Urinary blockage is one of these emergency situations that would need immediate treatment. Urinary blockage is a dangerous condition as aside from causing electrolyte imbalance, the dog’s inability to pass urine will impair the normal functioning of the body. A bladder that is not emptied can rupture so that urine will leak into the abdominal cavity and give rise to a life threatening condition known as chemical peritonitis.
Straining to urinate is one of the symptoms of urinary blockage. The hunched pet would whine trying to pass urine but may not be able to so do or would only pass a few drops of urine. The urine may appear cloudy or tinged with blood. The dog’s inability to pass urine will result to abdominal pains. The pet may dribble urine so that the owner may think that the dog has developed an unwanted behavior or has forgotten its housebreaking training.

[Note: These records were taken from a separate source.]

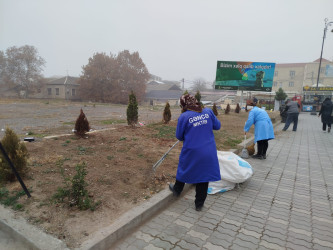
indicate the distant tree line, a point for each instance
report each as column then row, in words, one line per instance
column 20, row 68
column 110, row 78
column 106, row 78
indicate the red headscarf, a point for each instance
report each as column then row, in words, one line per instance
column 188, row 102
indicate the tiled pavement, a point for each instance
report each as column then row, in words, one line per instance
column 287, row 204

The dog’s inability to empty the bladder can be a sign that the dog has a urinary disease. Because of a shorter urethra, urinary tract infection can be the reason why a female dog cannot urinate and a male dog’s urinating difficulty can be due to a prostate problem. The blockage in the urinary tract can be caused by crystals or stones formed from the accumulation of minerals in the urinary tract. Scar tissues, tumors and lesions can be the reasons why the urinary tract is blocked.

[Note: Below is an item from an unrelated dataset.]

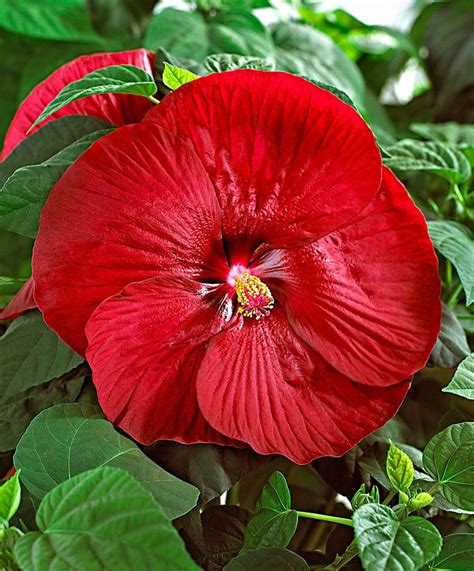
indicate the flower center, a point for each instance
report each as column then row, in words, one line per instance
column 254, row 298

Urinary blockage is one health concern that does not have a first aid treatment especially of the condition of the pet is already acute. A pet with urinary blockage needs immediate medical attention thus it has to be rushed to the hospital. To remove the blockage to the urethra, the stones creating the blockage can be pushed back to the bladder with a catheter or a urethral massage can be done to the pet. For 24 hours, the condition of the dog will be observed while the catheter is left in place. If the unblocking of the urethra is unsuccessful, an emergency surgical procedure will be done to remove the stones. After the surgical procedure, IV fluids are administered and antibiotics are given to prevent infection.